Lately I have been hanging out with my pal Bob Glaze, a name which probably does not ring a bell, until I throw in the extra added attraction: Bob Glaze, also known as Cowboy Bob, longtime host of “Cowboy Bob’s Corral” on WTTV-Channel 4.

For a large segment of the central Indiana population, Cowboy Bob was The Man in the ’70s. Talk about must-see TV: Get yourself a tray, have Mom set it up with a PBJ and a glass of milk, warm up the Zenith and get set for big noontime kid fun.

Bob, whether in his civilian guise or his Cowboy Bob persona, is a hoot. Then again, you should expect no less from a man who spent much of his career with a biscuit for a sidekick. OK, maybe you had to be there. Anyway, it’s nice to report he is essentially the same guy he was when he was telling the kids to take their naps after the show was over.

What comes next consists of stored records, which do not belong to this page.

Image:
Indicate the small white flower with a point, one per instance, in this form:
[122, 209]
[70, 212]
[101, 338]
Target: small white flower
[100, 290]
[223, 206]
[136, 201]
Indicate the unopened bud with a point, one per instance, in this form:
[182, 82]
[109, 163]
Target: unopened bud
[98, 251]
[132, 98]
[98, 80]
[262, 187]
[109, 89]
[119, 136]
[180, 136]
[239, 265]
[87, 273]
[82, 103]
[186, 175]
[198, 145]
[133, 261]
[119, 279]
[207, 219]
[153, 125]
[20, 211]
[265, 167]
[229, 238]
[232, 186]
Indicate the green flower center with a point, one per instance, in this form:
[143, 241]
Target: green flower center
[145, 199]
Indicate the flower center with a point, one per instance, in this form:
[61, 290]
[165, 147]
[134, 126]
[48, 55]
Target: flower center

Now, I was too old (and lived too far away) to be a kidhood Cowboy Bob fan. During the time I did live in Indianapolis as a kid, I was a Harlow Hickenlooper (Channel 6) and Bill Jackson (Channel 13) guy, while my brother was getting all moony nursing a mad crush on Janie (Channel 4 again).

And this gets me to what Bob and I invariably end up talking about – something I call the death of local.